Им повезло. В клинике как раз дежурил лечащий врач Ольги.

— Ну, вот… Слышишь? Сердечко бьется. Все хорошо. Отлежишься, и будешь как новенькая… Ну, Ольга, чего ревешь?

Ольга пожимала плечами, косилась на белого, как полотно, Тихона, и снова заходилась слезами. Она не знала, в какой момент все изменилось. Когда она полюбила своего малыша так сильно? Когда им прониклась? Но факт оставался фактом — теперь она готова была бороться за него до последнего. С чем и кем угодно бороться.

В больнице Ольгу для порядка продержали пять дней. И все это время Тихон был рядом. Держал за руку, гладил по животу, отлучался, но каждый раз возвращался — уставший, осунувшийся и небритый. Ни детей, ни свадьбу они больше не обсуждали. Разговаривали лишь о насущном. Каждый из них понимал — Ольге нужен покой и поменьше нервотрепки.

Дома Ольгу встречали дети и украшенная шарами гостиная. А еще вещи Тихона, упакованные в два небольших чемодана, стоящих неразобранными в углу.

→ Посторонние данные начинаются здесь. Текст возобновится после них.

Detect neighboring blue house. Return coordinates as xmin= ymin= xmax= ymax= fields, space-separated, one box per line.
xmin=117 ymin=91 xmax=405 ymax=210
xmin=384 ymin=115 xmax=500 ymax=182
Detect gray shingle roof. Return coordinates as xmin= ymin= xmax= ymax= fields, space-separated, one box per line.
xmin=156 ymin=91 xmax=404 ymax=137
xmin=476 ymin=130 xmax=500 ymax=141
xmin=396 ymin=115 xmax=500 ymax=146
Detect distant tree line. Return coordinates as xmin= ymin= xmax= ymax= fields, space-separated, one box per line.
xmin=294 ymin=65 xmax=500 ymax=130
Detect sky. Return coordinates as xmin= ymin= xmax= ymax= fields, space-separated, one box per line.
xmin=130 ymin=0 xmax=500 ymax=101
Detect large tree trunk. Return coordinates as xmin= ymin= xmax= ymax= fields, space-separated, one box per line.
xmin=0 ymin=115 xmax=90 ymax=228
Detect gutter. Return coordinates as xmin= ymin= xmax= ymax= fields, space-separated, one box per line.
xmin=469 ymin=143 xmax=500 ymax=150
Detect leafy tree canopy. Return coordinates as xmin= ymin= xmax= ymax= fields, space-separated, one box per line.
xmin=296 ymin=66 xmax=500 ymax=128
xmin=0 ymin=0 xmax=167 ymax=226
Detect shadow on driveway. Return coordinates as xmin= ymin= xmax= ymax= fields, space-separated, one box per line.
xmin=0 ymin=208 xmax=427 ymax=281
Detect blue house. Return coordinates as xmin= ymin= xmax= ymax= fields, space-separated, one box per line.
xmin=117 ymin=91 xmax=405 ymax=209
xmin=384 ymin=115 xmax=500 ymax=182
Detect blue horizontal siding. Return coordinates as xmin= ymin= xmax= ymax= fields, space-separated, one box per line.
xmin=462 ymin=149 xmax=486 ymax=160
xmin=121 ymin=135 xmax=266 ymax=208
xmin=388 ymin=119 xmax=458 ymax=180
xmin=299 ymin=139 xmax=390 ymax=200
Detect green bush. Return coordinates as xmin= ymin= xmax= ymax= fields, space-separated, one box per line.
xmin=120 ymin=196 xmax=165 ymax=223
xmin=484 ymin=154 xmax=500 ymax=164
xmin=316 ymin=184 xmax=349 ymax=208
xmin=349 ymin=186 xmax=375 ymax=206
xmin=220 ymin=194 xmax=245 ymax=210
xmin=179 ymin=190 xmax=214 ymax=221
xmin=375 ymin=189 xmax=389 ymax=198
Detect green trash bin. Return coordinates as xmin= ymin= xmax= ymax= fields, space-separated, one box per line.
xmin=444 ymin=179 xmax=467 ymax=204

— Я… — Тихон сглотнул. Растер грудь и с шумом выдохнул. — Я… тут все перевез.

Вот и все. Вроде как объяснился. Ольга вздохнула:

— Тихон…

— И ничего не говори! Я все равно никуда не уйду! Выгонять будешь, а я останусь… И буду на пороге сидеть.

— Тиша…

Он замотал головой. Выставил вперед руку. Не глядя, преодолел разделяющее их пространство. Обнял ее осторожно, но крепко. Коснулся губами виска и зашептал рвано, то и дело сбиваясь:

— Ты только не выгоняй меня. Я… знаю, что дурак дураком. Но я люблю тебя, Оль… Честно. И, знаешь, это страшно… Очень страшно любить. Когда тебя однажды… А! — Тихон не договорил и сокрушенно взмахнул рукой, другой — еще сильнее вжав в себя Ольгу. — Но я тоже хочу. Как ты сказала… Чтобы с головой и вообще…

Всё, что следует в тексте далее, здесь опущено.